En à peine 30 minutes à pied, nous arrivons à Punta Mujeres. La tranquillité et le calme de cet endroit côtier ne passent inaperçus ni pour les habitants de Lanzarote ni pour les touristes qui profitent de son caractère de village de pêcheurs et de son architecture traditionnelle.
Ses agréables piscines naturelles, aménagées de murs et d’escaliers, apportent à l’endroit une qualité supplémentaire et sont idéales pour les familles avec enfants et pour tous ceux qui souhaitent se baigner dans l’océan en laissant de côté les courants parfois dangereux de la mer ouverte.
Dans la riche palette des couleurs de Haría, nous passons à présent du bleu au noir. Nous entrons dans le monument naturel de La Corona, entouré par le volcanique malpaís, une vaste étendue de lave (pyroclastes et lapillis, pour être plus exact) d’environ 1500 hectares, ornée de plantes locales comme les tabaibas, les genêts épineux et les veroles. Un espace unique où s’affrontent les coureurs de la très difficile épreuve sportive « Haría Extreme », et où les agriculteurs entêtés et résignés de Lanzarote sont parvenus à créer des zones de culture pour la vigne, les figuiers de Barbarie et les arbres fruitiers.
À l’obscur malpaís fait face le blanc antagonique du sable de Caletón Blanco, un havre de paix océanique adjacent à Órzola, un village de pêcheurs dont le port nous permet de mettre le cap sur La Graciosa.

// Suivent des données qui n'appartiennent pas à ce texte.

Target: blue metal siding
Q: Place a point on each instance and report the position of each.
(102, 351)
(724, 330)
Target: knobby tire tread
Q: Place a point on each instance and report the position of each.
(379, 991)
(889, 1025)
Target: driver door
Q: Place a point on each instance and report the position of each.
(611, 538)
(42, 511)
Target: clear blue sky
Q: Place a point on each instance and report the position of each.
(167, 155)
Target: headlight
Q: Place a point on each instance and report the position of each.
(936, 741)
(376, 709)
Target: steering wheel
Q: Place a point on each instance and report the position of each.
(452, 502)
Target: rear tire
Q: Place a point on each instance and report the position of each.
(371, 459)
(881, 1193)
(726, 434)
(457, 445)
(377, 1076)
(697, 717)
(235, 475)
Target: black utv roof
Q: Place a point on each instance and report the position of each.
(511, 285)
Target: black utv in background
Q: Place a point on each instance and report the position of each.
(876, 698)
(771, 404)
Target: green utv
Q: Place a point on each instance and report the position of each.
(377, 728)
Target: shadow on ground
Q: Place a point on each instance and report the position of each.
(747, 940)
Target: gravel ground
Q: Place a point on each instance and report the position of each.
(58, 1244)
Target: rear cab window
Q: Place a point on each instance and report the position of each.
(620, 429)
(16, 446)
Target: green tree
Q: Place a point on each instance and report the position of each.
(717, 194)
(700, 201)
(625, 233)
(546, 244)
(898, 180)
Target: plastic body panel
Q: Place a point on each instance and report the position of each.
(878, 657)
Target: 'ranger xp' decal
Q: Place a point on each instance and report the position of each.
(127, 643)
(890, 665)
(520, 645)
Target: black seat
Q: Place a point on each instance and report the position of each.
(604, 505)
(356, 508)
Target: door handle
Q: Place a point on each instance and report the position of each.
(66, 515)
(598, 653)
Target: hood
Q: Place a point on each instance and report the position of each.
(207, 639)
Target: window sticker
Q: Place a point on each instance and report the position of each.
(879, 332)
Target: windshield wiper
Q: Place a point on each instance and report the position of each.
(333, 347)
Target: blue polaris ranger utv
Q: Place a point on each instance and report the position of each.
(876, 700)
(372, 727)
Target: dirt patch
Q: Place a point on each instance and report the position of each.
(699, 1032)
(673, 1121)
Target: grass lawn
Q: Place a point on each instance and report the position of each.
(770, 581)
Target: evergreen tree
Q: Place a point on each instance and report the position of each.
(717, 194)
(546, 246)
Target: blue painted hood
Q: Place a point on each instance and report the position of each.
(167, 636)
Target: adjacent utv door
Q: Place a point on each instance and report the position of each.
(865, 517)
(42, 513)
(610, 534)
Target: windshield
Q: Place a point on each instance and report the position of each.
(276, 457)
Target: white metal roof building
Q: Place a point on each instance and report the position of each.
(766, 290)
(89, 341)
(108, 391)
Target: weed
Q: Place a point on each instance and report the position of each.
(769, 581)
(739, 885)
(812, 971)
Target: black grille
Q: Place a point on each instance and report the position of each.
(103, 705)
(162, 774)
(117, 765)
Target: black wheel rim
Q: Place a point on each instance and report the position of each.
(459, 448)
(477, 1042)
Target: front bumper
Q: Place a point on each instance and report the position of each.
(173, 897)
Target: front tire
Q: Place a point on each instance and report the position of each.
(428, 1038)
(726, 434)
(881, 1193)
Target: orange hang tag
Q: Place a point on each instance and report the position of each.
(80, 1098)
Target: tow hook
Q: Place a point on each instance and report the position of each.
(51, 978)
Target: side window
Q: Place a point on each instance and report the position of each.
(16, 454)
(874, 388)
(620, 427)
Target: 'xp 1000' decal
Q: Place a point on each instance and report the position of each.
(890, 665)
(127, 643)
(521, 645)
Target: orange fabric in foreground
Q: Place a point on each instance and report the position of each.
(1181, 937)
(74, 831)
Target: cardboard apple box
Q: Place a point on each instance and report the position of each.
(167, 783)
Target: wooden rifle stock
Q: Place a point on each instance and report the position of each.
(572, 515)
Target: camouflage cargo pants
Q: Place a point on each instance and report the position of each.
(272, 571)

En effet, pour savourer cette île enchanteresse qui, aux côtés des îlots de Montaña Clara et Alegranza et des Roques del Este et del Oeste, composent l’archipel Chinijo, nous nous dirigeons vers le Mirador del Río, un autre joyau signé César Manrique, idéal pour prendre le dernier café de la journée, tandis que nous nous laissons caresser par une autre nouvelle couleur, le brun-rouge de la tombée du jour, qui nous rappelle que la lumière de Lanzarote est unique. Depuis la tour de garde, il nous prend une envie de voler et d’atterrir doucement sur les terres de La Graciosa.